Мезенцов ненавидел «Город Пари» и всю цветочно-ванильную, конфетно-миндальную, слащаво-розовую страну под его главенством, даже на карте выкрашенную в цвет лесбиянки. Но он не мог рассказать об этом даже близким друзьям. Он ненавидел Францию не всегда, а вполне определенно с 16 ноября 1980 года. Ненавидел не саму по себе, а потому что она невольно открыла ему глаза на себя и на всю его проклятую Богом жизнь…
С 1978 года разгорался в Европе, навозной жижей растекался по её чистеньким столицам афганский скандал. Дряхлеющая империя в последний раз, гремя костями, проявила себя, ввалившись в горный кишлак под вывеской суверенного государства, туда, где, как с горечью повторял Лека, «много пчел и мало меда».
Европа бойкотировал Московскую олимпиаду. Напряжение нарастало. Поэтому площадку для следующей встречи с Хоком назначили не в Гифхорне и не в Гамбурге, а в дружественном Париже.
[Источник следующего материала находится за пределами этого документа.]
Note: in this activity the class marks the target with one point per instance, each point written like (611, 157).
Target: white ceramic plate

Франция дергалась на поводке НАТО, рвалась на сторону, активно демонстрировала свою независимость. Кстати, из всего Западного мира только её команда прибыла в Москву на Олимпиаду.
Встреча в Париже стала для Мезенцова поводом ненавидеть Францию навсегда в жизни, отныне и навеки, потому что за глянцевым фасадом, румянощеким обывательским благополучием цивилизации цветных экранов и сверхзвуковых лайнеров Франция открыла ему изнанку, мир приводных ремней и механизмов, полный дикого зверства, вампирского торжества биоса над биосом.
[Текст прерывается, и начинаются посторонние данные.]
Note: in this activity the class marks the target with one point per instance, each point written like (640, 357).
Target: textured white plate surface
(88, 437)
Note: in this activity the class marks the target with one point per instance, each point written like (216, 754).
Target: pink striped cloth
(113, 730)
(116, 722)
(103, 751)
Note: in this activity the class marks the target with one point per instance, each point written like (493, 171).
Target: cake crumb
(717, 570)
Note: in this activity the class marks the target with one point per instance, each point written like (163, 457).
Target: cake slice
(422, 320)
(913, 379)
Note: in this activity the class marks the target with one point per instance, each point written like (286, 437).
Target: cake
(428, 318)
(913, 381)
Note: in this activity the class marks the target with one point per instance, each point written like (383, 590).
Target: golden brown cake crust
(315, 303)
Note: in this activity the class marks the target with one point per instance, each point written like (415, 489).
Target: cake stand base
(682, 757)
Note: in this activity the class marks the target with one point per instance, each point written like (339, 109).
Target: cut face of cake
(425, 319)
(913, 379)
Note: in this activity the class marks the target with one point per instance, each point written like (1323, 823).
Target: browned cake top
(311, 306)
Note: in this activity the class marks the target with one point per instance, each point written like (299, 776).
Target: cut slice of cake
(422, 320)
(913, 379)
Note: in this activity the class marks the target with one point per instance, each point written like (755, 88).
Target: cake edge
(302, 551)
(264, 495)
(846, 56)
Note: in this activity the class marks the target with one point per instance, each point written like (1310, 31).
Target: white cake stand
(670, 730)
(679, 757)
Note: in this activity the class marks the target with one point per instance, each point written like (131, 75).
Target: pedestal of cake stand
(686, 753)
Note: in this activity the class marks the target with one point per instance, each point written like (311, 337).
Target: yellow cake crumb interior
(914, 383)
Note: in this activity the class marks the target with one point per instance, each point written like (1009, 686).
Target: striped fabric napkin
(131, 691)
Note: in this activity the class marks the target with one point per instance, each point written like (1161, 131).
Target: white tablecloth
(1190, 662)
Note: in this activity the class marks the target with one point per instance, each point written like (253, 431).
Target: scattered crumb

Где-то лазил по переулкам, по ленинским явкам и малинам писатель и разведчик Алан Голубцов. Где-то жрал гамбургеры и жареные каштаны сопровождающий капитан Горелов. Не им — Алику Мезенцову выпало видеть суть и ужаснуться миром.
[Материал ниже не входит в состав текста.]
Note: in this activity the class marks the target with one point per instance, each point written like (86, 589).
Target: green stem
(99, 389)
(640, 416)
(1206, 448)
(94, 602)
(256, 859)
Не каждому везет знать точный день и час превращения своей души в труху и слизь. Мезенцов их знал. Богом и людьми проклятый нацист Эрни Хок во время их французского рандеву вызвался показать Мезенцову сущностную изнанку мира и человечества.
Мезенцов мог бы отказаться. Но что-то говорило ему — это очередное испытание, без которого капризный Хок не станет работать с молодым внешторговцем и потребует из СССР замену представителя заказчика.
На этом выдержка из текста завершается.